Practical guide: Integrating systemic & macroeconomic risk
This section provides a structured approach for incorporating macroeconomic risk into shareholder resolutions, proxy voting and company dialogue. Investors are advised to:
- Identify systemic issues linked to company practices.
- Assess economy-wide impacts using GDP or other macroeconomic indicators.
- Connect these impacts to portfolio-level return implications.
Template language is provided to integrate macroeconomic arguments into resolutions and proxy materials. Examples link biodiversity loss to US$44 trillion in economic value dependent on nature, and climate inaction to potential 50% global GDP losses by 2070 under high-emissions scenarios.
The report emphasises stewardship tools, including shareholder proposals, exempt solicitations, proxy memos and direct engagement. It provides sample arguments showing how issues such as second-hand smoke exposure, inequality or climate inaction generate public costs that weaken workforce productivity and economic growth.
Investors are encouraged to establish “guardrails” to prevent companies from pursuing profit strategies that harm systemic stability. Where company and portfolio interests diverge, shareholders are urged to steward capital in line with long-term diversified interests.
Resources for engagements
The report offers practical talking points and infographics illustrating how corporate externalities transmit from systemic harm to macroeconomic impact and ultimately to portfolio losses.
Sample language links specific sustainability issues to quantified economic risks. Examples include:
- Biodiversity loss threatening US$150 trillion in ecosystem services and over half of global GDP.
- Climate change potentially reducing global equity valuations by more than 40% under limited mitigation scenarios.
- Inequality slowing GDP growth by 2–4 percentage points annually.
- Forced labour elimination potentially increasing global GDP by up to 1.48%.
- Antimicrobial resistance posing potential losses of US$100 trillion by 2050.
- Workplace injuries costing up to 4% of global GDP.
These examples demonstrate how systemic issues translate into portfolio-level financial risk.

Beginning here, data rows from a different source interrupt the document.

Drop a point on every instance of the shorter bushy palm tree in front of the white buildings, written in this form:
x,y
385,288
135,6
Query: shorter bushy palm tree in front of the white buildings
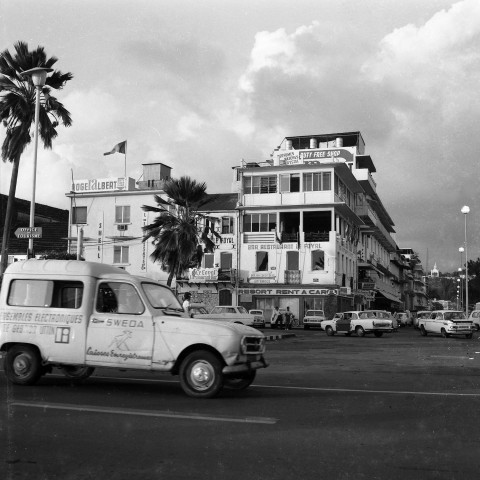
x,y
174,231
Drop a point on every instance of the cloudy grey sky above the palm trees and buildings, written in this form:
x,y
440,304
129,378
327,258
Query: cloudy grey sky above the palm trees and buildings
x,y
201,85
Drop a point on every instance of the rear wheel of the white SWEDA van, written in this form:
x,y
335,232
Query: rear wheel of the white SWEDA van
x,y
23,365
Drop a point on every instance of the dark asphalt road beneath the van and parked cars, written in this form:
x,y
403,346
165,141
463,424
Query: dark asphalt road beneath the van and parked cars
x,y
397,407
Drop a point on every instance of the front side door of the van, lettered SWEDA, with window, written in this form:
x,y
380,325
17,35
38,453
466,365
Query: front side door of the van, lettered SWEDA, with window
x,y
120,330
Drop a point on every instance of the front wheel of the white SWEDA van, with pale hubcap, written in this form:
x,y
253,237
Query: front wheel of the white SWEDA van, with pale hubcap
x,y
201,374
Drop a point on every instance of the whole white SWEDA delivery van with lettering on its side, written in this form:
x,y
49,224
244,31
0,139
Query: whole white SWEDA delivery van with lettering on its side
x,y
76,316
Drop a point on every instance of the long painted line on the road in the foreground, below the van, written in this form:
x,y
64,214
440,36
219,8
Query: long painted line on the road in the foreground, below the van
x,y
145,413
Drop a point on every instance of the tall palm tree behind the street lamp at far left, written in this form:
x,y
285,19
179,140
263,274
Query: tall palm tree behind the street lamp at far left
x,y
17,113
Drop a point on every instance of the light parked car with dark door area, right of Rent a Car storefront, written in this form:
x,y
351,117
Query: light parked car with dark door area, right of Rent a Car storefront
x,y
359,322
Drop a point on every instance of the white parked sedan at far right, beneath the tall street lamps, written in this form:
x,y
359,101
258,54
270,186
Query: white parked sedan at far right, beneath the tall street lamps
x,y
447,323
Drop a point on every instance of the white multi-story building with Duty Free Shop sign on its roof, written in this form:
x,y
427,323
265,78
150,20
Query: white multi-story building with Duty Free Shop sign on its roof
x,y
306,215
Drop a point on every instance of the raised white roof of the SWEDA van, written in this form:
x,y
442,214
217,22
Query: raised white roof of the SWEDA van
x,y
64,267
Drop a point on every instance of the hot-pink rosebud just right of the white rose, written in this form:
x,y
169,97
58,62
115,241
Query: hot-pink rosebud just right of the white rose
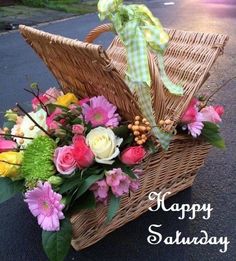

The report references frameworks from PRI and CFA Institute redefining stewardship as protecting long-term overall value, including shared economic, social and environmental assets.
Examples of research
The report compiles studies quantifying macroeconomic costs across climate, biodiversity, inequality, public health, conflict and racial inequity.
Climate research suggests 1°C of warming may reduce world GDP by 12%, and physical risk could reach US$41.4 trillion (14.5% of GDP) by 2050. Nature loss could reduce global GDP by US$2.7 trillion annually, while ecosystem degradation may cost US$4.3–20.2 trillion per year.
Inequality research indicates racial discrimination has cost the US economy US$16 trillion since 2000, and closing wage and wealth gaps could add trillions to GDP. Gender equality could add US$12–28 trillion to global GDP.
Public health studies estimate air pollution costs equivalent to 6.1% of global GDP, obesity around 2–3.6% of GDP depending on country, and gun violence 2.6% of US GDP annually.
Conflict research suggests global GDP in 2014 would have been 12% higher absent violent conflict since 1970.
Collectively, the evidence supports the report’s core conclusion: systemic social and environmental harms materially threaten macroeconomic stability and long-term diversified portfolio returns, warranting system-level stewardship by investors.